Is Your Company Growing for the Long Term?
Most companies are in pursuit of growth, as they assume growth means success — but that’s not always the case. How do companies determine whether they are succeeding as they continue to scale?
When the Kauffman Foundation checked up on the 5,000 companies that made Inc. Magazine’s fastest-growing list, it discovered that a mere five to eight years later, two-thirds had shrunk, closed their doors, or been sold at a loss. Clearly, growth isn’t everything.
The bigger a company gets, the more difficult it becomes to execute strategy and make significant decisions with complete confidence. Managing 50 employees is doable — challenging at times, but doable. But 1,000 employees or even as few as 200 spread across multiple offices? That’s much more difficult. Company leaders need to know whether the business is truly doing well or advancing with surface-level progress.
Whether a company is succeeding depends on multiple questions. Some are easy to answer, like measuring revenue or profitability. Some are more complex, like determining whether the company is on track to continue delivering great products that customers love. Both qualitative and quantitative analysis come into play.
With so many different factors to consider, how do companies know whether they’re growing well or just growing?

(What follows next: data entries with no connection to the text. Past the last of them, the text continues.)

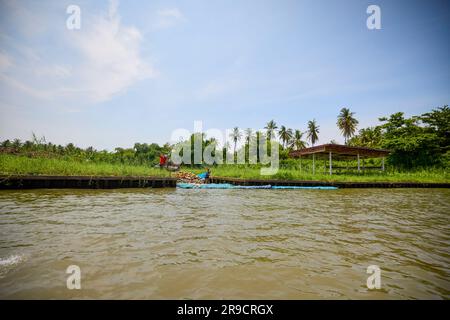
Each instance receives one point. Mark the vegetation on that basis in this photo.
(419, 148)
(14, 164)
(347, 123)
(313, 132)
(419, 141)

Getting Up Close and Personal With What Your Growth Truly Means
Every company has obvious “first-level” key performance indicators (KPIs) to determine health. Things like financial performance, customer satisfaction rates, and employee engagement fall under this category.

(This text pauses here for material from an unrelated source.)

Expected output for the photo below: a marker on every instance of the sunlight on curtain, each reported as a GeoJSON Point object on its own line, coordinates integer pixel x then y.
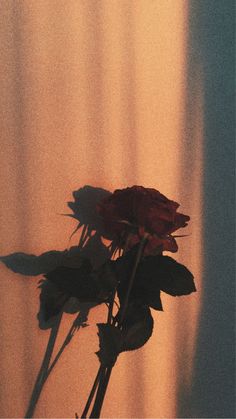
{"type": "Point", "coordinates": [95, 92]}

Depending on the type of company, these first-level indicators can include metrics like revenue growth (CAGR), monthly recurring revenue (MRR), net profit, lifetime customer profitability, retention rates, and employee satisfaction, to name just a few. The specific metrics depend on the type of company and its goals — it goes without saying that a disruptive startup and more stable mid-sized companies will see different metrics.

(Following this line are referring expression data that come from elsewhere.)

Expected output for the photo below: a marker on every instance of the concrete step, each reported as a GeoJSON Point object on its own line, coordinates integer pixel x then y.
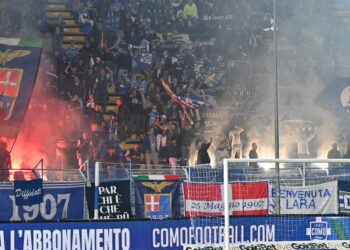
{"type": "Point", "coordinates": [113, 98]}
{"type": "Point", "coordinates": [67, 21]}
{"type": "Point", "coordinates": [56, 6]}
{"type": "Point", "coordinates": [56, 12]}
{"type": "Point", "coordinates": [74, 37]}
{"type": "Point", "coordinates": [107, 117]}
{"type": "Point", "coordinates": [56, 1]}
{"type": "Point", "coordinates": [72, 29]}
{"type": "Point", "coordinates": [111, 108]}
{"type": "Point", "coordinates": [79, 44]}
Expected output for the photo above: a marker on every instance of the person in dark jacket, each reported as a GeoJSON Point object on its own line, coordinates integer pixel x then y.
{"type": "Point", "coordinates": [253, 154]}
{"type": "Point", "coordinates": [5, 162]}
{"type": "Point", "coordinates": [203, 156]}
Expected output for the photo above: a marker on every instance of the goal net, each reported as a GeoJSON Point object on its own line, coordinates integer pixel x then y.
{"type": "Point", "coordinates": [250, 202]}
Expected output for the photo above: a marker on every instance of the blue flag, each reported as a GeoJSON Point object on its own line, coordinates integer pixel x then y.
{"type": "Point", "coordinates": [18, 70]}
{"type": "Point", "coordinates": [28, 193]}
{"type": "Point", "coordinates": [157, 199]}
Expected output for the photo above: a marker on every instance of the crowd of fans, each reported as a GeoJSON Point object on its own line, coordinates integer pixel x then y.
{"type": "Point", "coordinates": [195, 46]}
{"type": "Point", "coordinates": [203, 49]}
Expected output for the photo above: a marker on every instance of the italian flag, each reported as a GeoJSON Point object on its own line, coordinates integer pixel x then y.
{"type": "Point", "coordinates": [21, 42]}
{"type": "Point", "coordinates": [166, 177]}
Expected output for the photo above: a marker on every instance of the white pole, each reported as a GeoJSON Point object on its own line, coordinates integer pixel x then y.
{"type": "Point", "coordinates": [226, 207]}
{"type": "Point", "coordinates": [97, 184]}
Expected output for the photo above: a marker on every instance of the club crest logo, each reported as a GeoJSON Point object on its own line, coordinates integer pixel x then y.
{"type": "Point", "coordinates": [318, 230]}
{"type": "Point", "coordinates": [345, 99]}
{"type": "Point", "coordinates": [10, 80]}
{"type": "Point", "coordinates": [157, 205]}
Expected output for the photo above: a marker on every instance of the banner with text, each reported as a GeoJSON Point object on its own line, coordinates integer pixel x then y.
{"type": "Point", "coordinates": [61, 200]}
{"type": "Point", "coordinates": [19, 64]}
{"type": "Point", "coordinates": [344, 197]}
{"type": "Point", "coordinates": [247, 198]}
{"type": "Point", "coordinates": [157, 199]}
{"type": "Point", "coordinates": [316, 199]}
{"type": "Point", "coordinates": [28, 193]}
{"type": "Point", "coordinates": [113, 200]}
{"type": "Point", "coordinates": [173, 234]}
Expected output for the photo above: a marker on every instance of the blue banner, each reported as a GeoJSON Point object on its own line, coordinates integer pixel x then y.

Performance indicators begin to differ even more as companies begin looking at the distinctive aspects of their business. For example, Dell and Apple both make computers, but the former focuses on operational excellence while the latter prioritizes innovation and user experience. Depending on a company’s mission, values, and objectives, its performance indicators will differ vastly from those of other businesses. Given this, firms shouldn’t be looking for a one-size-fits-all set of factors to determine whether or not their business is growing well — in order to answer those elusive “How do you know?” questions, they need to be reflective about what contributes to their success in varying areas.
One of our clients, a financial services firm, has its division managers report every month on each of the company’s divisions’ failures (not just their successes). They include a dissection of what went wrong and why, which helps company leaders see how division leaders handle problems and reflect on challenges. This also allows leadership to step in when division leaders need assistance on complex issues.
It’s About the Right People in the Right Roles
The key reason this client has been so successful as it has grown is that it has ensured the people it hires are leading well. Putting the right individuals in the right roles comes first; everything else follows.
If the key challenge is determining which indicators project how well the company will perform in the years ahead, the most important box company leaders must check off — as they no longer have direct oversight — is to ensure they have the right people throughout the company’s leadership hierarchy, each focused on the right things and excelling in their respective roles. In other words, if the context is not only about growing, but also growing well, company leadership must understand how to focus on the right things while delegating direct oversight to other division leaders.
To determine whether people are in the right roles, executive leadership must lean on data to analyze whether division leaders are executing on what’s important. This is a combination of leadership’s established metrics as well as division leaders identifying the goals and metrics important to their division’s success. To truly help the business in its growth efforts, each division needs to track its own key goals and metrics and fold that into the company’s overall goals.
Despite the obvious benefits, in a National Small Business Survey conducted by Staples, more than 80 percent of small business owners admitted they do not track company goals. As companies grow, we have seen that this does not drastically change. This is an enormous hole that will inevitably affect smaller businesses’ understanding of their health as they scale. When setting and reviewing progress toward goals can increase outcomes by 95 percent, according to a study by The American Society for Training & Development (now known as Association for Talent Development), it sounds foolish to not do so.
The key to this strategy is empowering departments to self-report on relevant KPIs and probing where necessary. C-suite leaders and upper management cannot micromanage reporting, or they will force units to show them the numbers they want to see. Leaders must learn to synthesize the most important performance indicators the company has defined for itself and communicate findings back to company leaders.
Focusing on only the obvious metrics feels good when numbers look strong, but failing to dive deeper into the health of growth is a quick path toward joining the two-thirds of growing companies that meet unsatisfactory ends. To grow well, top leaders — and their leaders throughout the organization — must keep proactivity as their main priority. With a clear strategy, concrete goals, and metrics throughout the organization and with leaders at all levels held accountable, executive leaders can guide their companies toward sustainable, healthy growth.